Like many countries, Singapore’s economy has been hit by the COVID-19 pandemic. The country entered a recession in the second quarter after a nearly two-month “breaker” period. Advance estimates for third-quarter data showed that Singapore’s economy improved slightly after the gradual reopening of the economy, although it still contracted 7 percent year-on-year. More job cuts are also expected as the pandemic continues.
READ: Over 140,000 employers will receive S $ 5.5 billion in Employment Support Program payments starting October 29
“TOPPERS FOR THE FIRST TIME”
A third of those who refilled in the first three quarters were rookies, the Board said.
He also noted that among beginners, a growing number are also under 35, indicating that “younger adults appreciate the value of increasing their retirement savings early.”
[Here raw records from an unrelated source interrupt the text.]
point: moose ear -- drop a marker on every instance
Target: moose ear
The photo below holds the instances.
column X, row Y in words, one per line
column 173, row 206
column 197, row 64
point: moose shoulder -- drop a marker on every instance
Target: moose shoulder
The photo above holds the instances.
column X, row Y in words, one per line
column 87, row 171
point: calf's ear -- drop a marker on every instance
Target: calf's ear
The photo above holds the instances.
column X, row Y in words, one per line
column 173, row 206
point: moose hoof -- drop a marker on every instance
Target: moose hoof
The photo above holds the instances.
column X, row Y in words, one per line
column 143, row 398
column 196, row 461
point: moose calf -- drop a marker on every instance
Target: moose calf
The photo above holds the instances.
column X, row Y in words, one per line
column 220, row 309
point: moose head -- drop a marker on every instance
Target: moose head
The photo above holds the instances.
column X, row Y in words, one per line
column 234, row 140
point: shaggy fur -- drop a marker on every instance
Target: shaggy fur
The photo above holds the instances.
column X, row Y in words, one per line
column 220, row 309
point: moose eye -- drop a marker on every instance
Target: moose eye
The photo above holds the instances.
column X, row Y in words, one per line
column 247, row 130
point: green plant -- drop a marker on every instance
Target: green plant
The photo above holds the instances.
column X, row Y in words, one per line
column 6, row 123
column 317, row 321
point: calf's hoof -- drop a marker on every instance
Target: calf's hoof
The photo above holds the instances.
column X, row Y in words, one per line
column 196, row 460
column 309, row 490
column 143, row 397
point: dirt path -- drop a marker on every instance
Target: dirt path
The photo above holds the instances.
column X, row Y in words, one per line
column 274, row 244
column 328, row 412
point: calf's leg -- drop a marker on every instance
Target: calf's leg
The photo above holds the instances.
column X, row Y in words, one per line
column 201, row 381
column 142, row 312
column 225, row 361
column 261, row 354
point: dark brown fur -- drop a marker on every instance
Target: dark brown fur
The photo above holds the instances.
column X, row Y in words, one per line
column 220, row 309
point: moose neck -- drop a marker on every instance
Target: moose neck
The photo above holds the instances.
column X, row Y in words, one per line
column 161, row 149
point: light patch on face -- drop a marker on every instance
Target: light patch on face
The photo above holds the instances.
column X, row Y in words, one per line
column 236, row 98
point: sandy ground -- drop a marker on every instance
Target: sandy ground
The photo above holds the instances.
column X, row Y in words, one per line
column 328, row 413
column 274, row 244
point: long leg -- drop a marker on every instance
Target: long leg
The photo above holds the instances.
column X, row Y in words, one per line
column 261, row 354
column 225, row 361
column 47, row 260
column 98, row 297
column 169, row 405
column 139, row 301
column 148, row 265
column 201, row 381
“Comparing the first three quarters of this year with the same period in 2019, the increase in the number of first years below the age of 35 was more than 70 percent,” said the CPF Board.
READ: CPF Contribution Rates Will Stay The Same Despite COVID-19 Economic Recession
The recharges under the Retirement Sum Supplement scheme go to the Special or Retirement accounts, which increase the monthly payments of the members during their retirement.
Aside from the increase in the number of Singaporeans voluntarily entering more into their CPF accounts, withdrawals from members 55 and older have also decreased.
“The total amount withdrawn has decreased by about 20 percent in the first three quarters of this year compared to the same period last year,” said CPF.
People who top up with cash are eligible for a tax break of up to S $ 7,000 per calendar year if they do it themselves. Those who do it for their parents, in-laws, grandparents, in-laws, spouse and siblings are eligible for an additional tax break of up to S $ 7,000 per calendar year.